Ni hablar en cuanto a la hospitalidad de los cruceños y los pueblos de la Guarania, porque yo creía que era única. Aunque advertí que se asustaban un poco cuando miraban sables y lanzas. En Santa Cruz le tenían miedo al ejército argentino, por lo que había ocurrido con los caudales en la Casa de la Moneda en Potosí, pero los moradores salían de sus chacos y de sus chozas a ofrecerles a los jefes algo de beber o de comer. No podían invitarnos a toda la tropa, pero siempre nos daban agua fresca de los pauros, joco o yuca, para entretener el estómago, y nos señalaban las sombras donde podíamos descansar sin soportar el calor que en ciertas horas era infernal. A los oficiales les invitaban chicha camba, sin alcohol, y generalmente un locro sencillo con charque, arroz y yuca. Siempre, al partir, el “Colorao” les dejaba algunos quintos o unos víveres, que los recibían agradecidos.

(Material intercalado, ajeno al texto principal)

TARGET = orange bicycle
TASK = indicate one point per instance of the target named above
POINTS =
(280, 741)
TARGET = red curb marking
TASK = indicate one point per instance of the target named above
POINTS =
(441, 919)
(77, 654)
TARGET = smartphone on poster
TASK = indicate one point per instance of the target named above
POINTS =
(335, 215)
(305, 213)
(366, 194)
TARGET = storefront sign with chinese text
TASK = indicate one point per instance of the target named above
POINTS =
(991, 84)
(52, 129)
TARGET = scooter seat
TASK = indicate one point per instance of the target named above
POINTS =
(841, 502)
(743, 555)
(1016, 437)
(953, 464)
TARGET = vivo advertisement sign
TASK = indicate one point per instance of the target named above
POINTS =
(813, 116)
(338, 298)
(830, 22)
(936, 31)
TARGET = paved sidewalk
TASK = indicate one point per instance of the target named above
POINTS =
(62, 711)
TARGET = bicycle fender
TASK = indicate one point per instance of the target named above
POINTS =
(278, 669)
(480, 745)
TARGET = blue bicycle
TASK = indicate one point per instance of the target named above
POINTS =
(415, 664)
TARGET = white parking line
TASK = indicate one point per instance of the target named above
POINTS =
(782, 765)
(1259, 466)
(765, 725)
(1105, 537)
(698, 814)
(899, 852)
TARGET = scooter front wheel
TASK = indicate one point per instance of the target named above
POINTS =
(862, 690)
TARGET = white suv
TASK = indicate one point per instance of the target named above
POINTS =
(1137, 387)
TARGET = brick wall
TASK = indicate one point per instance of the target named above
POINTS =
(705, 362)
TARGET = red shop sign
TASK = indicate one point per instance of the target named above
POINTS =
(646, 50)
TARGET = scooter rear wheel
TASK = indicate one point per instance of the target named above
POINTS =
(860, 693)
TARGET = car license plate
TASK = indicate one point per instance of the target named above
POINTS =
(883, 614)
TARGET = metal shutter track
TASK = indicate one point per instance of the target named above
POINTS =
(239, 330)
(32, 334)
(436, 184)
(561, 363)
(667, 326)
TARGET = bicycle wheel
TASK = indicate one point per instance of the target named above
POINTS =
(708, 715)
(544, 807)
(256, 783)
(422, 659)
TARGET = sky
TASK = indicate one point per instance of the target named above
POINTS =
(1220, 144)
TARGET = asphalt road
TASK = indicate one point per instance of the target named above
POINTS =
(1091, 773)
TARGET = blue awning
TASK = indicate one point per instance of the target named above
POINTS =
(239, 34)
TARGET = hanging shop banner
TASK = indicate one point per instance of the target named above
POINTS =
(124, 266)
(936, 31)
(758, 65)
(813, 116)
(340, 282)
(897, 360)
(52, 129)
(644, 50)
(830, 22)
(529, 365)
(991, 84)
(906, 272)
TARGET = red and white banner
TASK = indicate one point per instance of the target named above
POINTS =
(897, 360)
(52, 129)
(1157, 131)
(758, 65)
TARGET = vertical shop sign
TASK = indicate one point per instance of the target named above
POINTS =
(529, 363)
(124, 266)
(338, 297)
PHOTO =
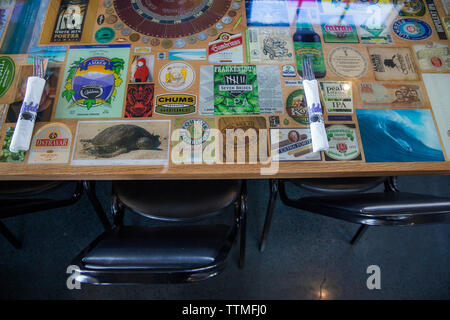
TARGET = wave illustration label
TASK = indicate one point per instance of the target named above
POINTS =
(399, 135)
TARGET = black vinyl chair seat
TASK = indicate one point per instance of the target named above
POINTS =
(183, 200)
(179, 247)
(11, 188)
(339, 185)
(393, 207)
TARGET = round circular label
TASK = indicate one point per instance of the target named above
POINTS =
(176, 76)
(105, 35)
(412, 29)
(296, 106)
(347, 62)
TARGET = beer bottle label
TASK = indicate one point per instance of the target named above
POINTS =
(314, 51)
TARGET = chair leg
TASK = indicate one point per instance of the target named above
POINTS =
(117, 211)
(89, 186)
(362, 228)
(243, 224)
(9, 236)
(270, 208)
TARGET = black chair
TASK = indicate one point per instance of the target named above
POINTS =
(177, 252)
(19, 198)
(344, 198)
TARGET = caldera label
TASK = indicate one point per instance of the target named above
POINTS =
(175, 104)
(51, 144)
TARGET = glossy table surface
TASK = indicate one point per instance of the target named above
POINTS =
(384, 95)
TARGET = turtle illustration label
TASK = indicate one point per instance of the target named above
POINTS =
(176, 104)
(94, 86)
(122, 142)
(343, 143)
(51, 144)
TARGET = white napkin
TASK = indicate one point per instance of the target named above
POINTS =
(317, 126)
(25, 123)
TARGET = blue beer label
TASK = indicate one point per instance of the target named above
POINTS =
(412, 29)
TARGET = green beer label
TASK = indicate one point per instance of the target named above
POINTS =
(312, 50)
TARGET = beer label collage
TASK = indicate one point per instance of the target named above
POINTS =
(168, 82)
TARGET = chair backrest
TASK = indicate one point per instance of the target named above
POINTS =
(339, 185)
(177, 200)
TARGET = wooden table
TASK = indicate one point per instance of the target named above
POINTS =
(325, 167)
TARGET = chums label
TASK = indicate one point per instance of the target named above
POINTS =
(175, 104)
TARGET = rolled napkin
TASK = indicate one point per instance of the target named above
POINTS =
(317, 126)
(25, 123)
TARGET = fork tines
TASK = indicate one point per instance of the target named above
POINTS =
(308, 71)
(38, 66)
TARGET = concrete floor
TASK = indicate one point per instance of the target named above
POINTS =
(307, 256)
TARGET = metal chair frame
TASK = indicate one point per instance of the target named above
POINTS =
(278, 187)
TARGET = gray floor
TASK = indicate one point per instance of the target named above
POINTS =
(307, 256)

Vimos que las mujeres también eran parecidas, comparando a las “peladas” blancas de Santa Cruz con las de otras ciudades ribereñas del Paraná, españolas por los cuatro costados o con alguna mezcla guaraní que las embellecía más aún. Esbeltas, graciosas, de hermosas cabelleras, vestidas ligeramente, y muy gentiles. El coronel Mercado decía que las cruceñas eran las mujeres más lindas que había en todo el Alto Perú y ciertamente no mentía. Las muchachas campesinas eran muy atractivas y los soldados nos volvíamos locos por ellas.
Pero volver a la tierra, sentir su olor a lluvia o el solazo que mataba hasta las garrapatas, fue una bendición; mucho más ante la patasca que me comí donde mamita, con un vaso de guarapo, y la siesta feliz en la vieja hamaca chiquitana.